You’ve taken birth control for months, years or maybe even decades. And you’ve probably settled into a type and routine that works best for you. But now you’re ready to start a family, and while getting off birth control sounds simple, it also comes with tons of questions. Bree Herring, CNM, UnityPoint Health, has the need-to-know information, plus gives you peace of mind about trying to get pregnant.
Getting Off Birth Control: Different Types
Herrings says step one for how to get off birth control is actually contacting your women’s health provider. Although there are some methods you can stop on your own, it doesn’t hurt to first chat with your doctor.
“I always recommend discussing family planning options with your provider before stopping birth control,” Herring says. “Your provider may have important health recommendations for you before you conceive, such as weight loss, stopping or changing certain medications that could be harmful to a developing pregnancy or starting a prenatal vitamin. You should almost always start taking a prenatal vitamin containing folic acid before stopping your birth control.”
From there, depending on the type, getting off birth control can look a little different. Herring says most birth control methods stop working right away, which means even forgetting one day of pills can lead to an unplanned pregnancy. Others, though, can lead to a longer delay for regular menstrual cycles, taking several months or even up to a year.

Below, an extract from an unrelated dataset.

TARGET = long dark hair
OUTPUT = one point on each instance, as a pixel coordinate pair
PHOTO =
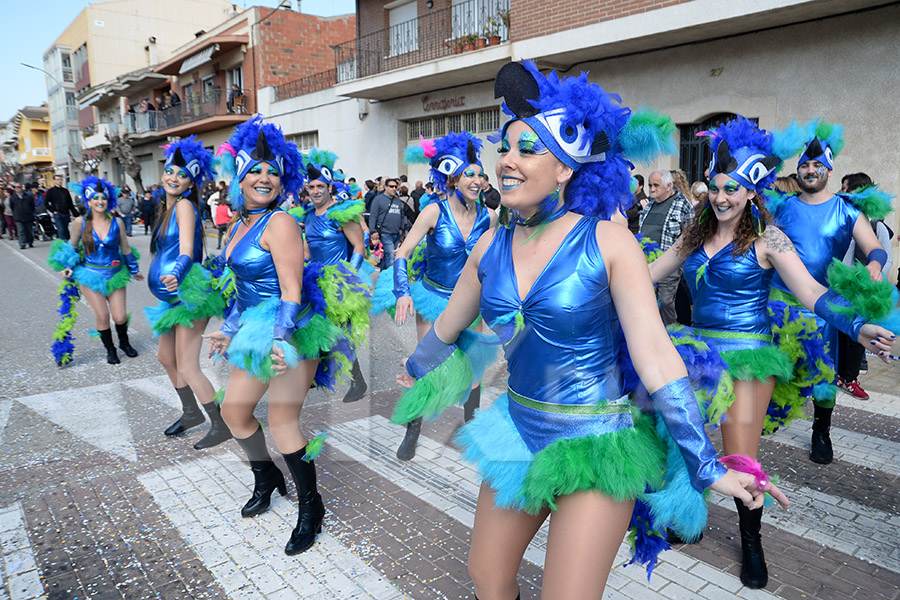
(704, 225)
(164, 214)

Oral Contraceptive (The Pill)
Most women stop using the pill at the end of a pack and begin having unprotected intercourse in hopes of conceiving a baby. Choosing to stop your pill could result in pregnancy the same month.
Usually, women stop using at the end of a month of patches, then start trying to get pregnant.
Similarly, most women no longer use this method when they reach the end of a month of rings.
This is the method that may be the most frustrating to stop, as it can take up to a full year to get normal menstrual cycles back — meaning even for a healthy couple, it could be close to two years between when you stop the birth control method and when pregnancy occurs.
IUD (Device Inside Your Uterus)
You will need to see a provider for removal of your IUD. IUDs typically are no longer working within 6-12 hours of removal, but you may have an absent period or irregular periods for a few months after removal.
Nexplanon (Arm Implant)
You will need to see a provider for removal of your Nexplanon. The hormone clears from your system within a few days, but like the IUD, you may have absent or irregular periods for several months once removed.
Side Effects of Getting Off Birth Control
When you first started birth control, it may have been to fight off nasty side effects associated with your menstrual cycle. One of the effects of stopping birth control after long-term use can be the return of these symptoms. Herring says the most common side effects of getting off birth control include:
- Irregular cycles or spotting
- Mood swings
“Schedule an appointment with your provider if you’d like to discuss any specific concerns you have about undesirable side effects. Keep in mind, though, treatment options may be fairly limited if you’re wanting to stay off birth control to try and conceive,” Herring says.
Getting Pregnant After Birth Control
Trying to get pregnant is an exciting time, but it can also be emotional if it doesn’t happen right away. There are a few things to know when stopping birth control to get pregnant. First, Herring encourages couples not to compare themselves to others they know who may have gotten pregnant immediately.
“Remember, even when you decide to get off birth control, it can take healthy couples up to one year of unprotected intercourse before getting pregnant. Rest assured though that there are no FDA-approved birth control methods on the market that cause infertility,” Herring says.
The chances of getting pregnant your first month off birth control are pretty similar to what they would be any other month. On average, Herring says a couple has about a 25 percent chance of getting pregnant any given month, although that may drop with age.
“Take comfort that most women don’t get pregnant the first month off birth control. If you’re under 35 years old and have been trying to get pregnant for one year, see your doctor. If you’re over 35 and have been trying for 6 months, schedule an appointment,” Herring says.
Hard as it is, Herring says to try not to get discouraged if getting pregnant after stopping birth control takes longer than you thought.
“Be patient and expect an adjustment period. Use the time you’re considering getting off birth control to develop a management plan for any health problems you have and to make lifestyle changes that will help you and your baby stay healthy during pregnancy.”